Is cream of tartar dairy free?
Yes, cream of tartar is dairy free. It is a white powdery substance that is also known as potassium bitartrate. It is extracted from grapes and is a by-product of winemaking processes. Cream of tartar is used as a leavening agent, stabilizer, and thickener in recipes and it is also used to make meringues and stabilizing egg whites in recipes. It is a common ingredient in baking powder, so it is often found in cakes, cookies, and other baked goods. Cream of tartar is a vegan ingredient and it does not contain any dairy, lactose, milk, butter, or other animal products.

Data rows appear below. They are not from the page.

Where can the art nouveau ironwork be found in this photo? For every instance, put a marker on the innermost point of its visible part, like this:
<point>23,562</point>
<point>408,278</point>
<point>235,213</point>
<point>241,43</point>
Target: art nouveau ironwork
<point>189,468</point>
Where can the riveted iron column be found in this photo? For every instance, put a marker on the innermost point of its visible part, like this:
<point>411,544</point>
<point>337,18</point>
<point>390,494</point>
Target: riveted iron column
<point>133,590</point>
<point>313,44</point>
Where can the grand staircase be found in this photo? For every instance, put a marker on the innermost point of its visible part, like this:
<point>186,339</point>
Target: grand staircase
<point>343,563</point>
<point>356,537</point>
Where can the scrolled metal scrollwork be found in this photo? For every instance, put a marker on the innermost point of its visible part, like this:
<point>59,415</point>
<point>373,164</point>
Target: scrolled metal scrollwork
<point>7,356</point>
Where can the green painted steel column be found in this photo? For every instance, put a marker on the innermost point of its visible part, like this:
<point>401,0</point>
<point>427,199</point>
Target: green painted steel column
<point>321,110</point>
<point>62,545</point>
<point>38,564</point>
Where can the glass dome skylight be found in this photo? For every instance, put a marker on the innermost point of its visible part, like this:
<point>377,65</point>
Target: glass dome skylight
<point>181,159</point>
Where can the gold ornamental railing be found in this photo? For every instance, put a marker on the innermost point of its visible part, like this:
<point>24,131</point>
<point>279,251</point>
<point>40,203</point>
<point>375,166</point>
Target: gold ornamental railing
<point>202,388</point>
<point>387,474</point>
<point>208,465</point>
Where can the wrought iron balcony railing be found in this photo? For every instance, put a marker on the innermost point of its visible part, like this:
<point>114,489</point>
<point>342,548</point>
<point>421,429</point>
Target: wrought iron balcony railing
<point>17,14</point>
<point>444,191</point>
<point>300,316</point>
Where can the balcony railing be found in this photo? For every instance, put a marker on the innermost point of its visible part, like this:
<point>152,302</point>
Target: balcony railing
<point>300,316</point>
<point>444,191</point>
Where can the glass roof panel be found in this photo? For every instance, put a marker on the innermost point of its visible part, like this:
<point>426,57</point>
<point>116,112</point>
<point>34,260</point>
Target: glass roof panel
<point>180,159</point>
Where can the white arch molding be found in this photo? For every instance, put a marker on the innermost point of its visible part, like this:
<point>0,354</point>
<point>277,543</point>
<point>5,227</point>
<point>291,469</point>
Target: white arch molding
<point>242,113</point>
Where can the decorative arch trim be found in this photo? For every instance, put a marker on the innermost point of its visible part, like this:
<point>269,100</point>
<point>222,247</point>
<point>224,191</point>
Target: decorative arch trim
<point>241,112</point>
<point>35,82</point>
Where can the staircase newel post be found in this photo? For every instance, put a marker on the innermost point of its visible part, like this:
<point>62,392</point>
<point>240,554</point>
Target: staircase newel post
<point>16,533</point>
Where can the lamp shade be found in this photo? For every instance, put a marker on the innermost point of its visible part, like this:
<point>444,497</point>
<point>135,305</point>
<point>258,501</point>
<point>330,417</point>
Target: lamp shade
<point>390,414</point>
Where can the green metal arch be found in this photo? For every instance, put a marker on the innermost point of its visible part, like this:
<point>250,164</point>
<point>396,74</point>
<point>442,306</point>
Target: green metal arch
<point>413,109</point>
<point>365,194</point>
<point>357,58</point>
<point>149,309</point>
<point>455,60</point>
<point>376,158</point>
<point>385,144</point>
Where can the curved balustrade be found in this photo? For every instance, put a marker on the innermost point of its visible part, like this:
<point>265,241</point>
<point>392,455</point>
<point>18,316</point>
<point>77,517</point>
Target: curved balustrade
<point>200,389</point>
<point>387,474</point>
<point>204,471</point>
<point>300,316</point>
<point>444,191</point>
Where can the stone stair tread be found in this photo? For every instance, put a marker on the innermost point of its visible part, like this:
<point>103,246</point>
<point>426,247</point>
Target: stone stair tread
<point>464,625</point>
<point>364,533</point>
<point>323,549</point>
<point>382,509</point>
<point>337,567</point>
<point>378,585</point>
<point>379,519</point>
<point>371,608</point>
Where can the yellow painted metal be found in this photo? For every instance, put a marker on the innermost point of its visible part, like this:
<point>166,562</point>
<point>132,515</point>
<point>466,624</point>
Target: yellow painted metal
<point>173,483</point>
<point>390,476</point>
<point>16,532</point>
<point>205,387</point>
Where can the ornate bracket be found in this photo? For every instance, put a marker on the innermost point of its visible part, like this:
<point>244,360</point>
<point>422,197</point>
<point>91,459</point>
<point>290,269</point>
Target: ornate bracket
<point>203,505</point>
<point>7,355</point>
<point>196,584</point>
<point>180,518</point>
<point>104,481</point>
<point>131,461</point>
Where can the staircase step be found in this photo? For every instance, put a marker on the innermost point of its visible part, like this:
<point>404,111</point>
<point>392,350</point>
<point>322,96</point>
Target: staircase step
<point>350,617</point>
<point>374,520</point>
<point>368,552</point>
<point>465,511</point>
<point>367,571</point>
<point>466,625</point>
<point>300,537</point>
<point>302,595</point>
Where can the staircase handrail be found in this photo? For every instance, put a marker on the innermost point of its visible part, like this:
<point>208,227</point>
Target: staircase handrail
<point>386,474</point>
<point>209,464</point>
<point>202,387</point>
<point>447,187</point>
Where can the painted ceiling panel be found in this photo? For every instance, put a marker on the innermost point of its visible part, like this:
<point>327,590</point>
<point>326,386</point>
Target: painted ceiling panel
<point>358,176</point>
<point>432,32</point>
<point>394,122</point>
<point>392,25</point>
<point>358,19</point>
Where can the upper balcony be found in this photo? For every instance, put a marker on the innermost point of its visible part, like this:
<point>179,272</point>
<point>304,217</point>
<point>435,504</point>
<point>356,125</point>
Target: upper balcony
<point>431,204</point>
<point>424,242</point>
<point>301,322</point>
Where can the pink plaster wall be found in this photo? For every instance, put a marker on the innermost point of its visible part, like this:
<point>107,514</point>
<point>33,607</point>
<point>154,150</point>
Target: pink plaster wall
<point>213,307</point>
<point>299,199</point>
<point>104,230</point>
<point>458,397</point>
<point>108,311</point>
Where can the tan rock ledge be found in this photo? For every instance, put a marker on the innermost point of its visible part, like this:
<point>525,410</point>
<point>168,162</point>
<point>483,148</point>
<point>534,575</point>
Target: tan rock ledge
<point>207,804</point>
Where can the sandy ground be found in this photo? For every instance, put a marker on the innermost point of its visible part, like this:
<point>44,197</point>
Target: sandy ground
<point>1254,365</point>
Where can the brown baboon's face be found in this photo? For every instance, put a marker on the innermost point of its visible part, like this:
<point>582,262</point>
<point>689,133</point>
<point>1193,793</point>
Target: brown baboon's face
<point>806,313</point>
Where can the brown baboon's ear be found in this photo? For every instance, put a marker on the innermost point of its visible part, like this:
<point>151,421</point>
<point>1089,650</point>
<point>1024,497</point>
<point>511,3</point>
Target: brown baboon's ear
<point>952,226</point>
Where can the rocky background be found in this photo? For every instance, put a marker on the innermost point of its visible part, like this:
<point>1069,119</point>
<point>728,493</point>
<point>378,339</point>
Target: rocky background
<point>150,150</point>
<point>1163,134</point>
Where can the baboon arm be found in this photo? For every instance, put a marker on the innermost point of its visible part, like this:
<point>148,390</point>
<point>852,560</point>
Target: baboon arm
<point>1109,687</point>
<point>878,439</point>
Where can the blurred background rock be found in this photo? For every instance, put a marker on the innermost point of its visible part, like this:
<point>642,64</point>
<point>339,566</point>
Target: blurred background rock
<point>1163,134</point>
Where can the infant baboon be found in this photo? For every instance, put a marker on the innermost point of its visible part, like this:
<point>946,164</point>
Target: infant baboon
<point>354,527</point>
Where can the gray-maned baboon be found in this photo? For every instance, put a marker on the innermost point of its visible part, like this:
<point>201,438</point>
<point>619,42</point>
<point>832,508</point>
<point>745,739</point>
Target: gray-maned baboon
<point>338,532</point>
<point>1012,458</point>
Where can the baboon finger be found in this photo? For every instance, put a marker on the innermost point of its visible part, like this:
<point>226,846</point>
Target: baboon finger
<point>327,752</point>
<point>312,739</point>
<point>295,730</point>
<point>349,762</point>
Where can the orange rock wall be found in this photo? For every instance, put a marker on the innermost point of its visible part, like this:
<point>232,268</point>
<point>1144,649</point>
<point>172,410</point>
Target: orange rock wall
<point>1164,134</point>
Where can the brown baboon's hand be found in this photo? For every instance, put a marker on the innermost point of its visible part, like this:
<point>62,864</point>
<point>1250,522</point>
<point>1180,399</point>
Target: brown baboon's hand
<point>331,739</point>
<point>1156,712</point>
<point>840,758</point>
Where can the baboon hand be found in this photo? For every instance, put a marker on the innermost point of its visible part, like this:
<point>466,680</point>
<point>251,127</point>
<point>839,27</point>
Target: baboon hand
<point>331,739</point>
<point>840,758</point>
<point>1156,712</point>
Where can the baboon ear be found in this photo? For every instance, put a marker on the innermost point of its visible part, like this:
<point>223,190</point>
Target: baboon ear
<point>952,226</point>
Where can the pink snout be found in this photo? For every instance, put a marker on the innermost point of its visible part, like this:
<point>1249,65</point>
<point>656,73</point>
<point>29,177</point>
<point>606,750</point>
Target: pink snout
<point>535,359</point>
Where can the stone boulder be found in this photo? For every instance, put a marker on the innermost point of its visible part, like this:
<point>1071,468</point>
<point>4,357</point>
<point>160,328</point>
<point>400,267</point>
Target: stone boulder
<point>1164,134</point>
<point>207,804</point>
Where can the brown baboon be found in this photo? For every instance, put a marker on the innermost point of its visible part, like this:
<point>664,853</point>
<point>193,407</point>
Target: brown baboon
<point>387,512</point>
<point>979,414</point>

Can I replace cream of tartar?
Yes, you can replace cream of tartar with other ingredients. Depending on the recipe, you can use a few different options.
One option is to use a mixture of 2 parts baking soda to 1 part cornstarch as a replacement for 1 teaspoon of cream of tartar. Just keep in mind that baking soda needs to be used in much smaller quantities than cream of tartar so be sure to adjust accordingly.
You can also make a substitution with equal parts white vinegar and baking soda. This combination works well for meringue, but it may not work as well for other recipes.
Another option is to replace the cream of tartar with freshly squeezed lemon juice or white vinegar. Keep in mind that these substitutions will change the flavor of the dish.
Finally, you can also use a combination of cream of cream cheese and baking soda. This substitution works best for recipes that call for cream of tartar in larger quantities.
No matter which substitution you choose, it’s important to adjust the other ingredients in the recipe as needed to ensure the desired results.
Is cream of tartar the same as baking powder?
No, cream of tartar and baking powder are not the same.
Cream of tartar, also known as tartaric acid, is an acidic ingredient that is used in recipes to stabilize egg whites when making meringues and certain other baked goods, as well as to add a tangy flavor to some dishes.
Baking powder, on the other hand, is a combination of cream of tartar, baking soda, and a starch, such as cornstarch. Baking powder is used in recipes to provide leavening, or to help baked goods rise. Baking powder is activated by liquid, while cream of tartar is not.
What happens if I leave out cream of tartar?
If you leave out cream of tartar, the key properties that it provides to the recipe will be lacking. Cream of tartar is often added to recipes as a stabilizer and for texture, as well as to add a slight acidic flavor. Without the cream of tartar, you may notice that your recipe does not come out as expected, such as a cake not rising properly or meringues not setting. You may also notice that some recipes, such as meringues, may taste different if the cream of tartar is excluded.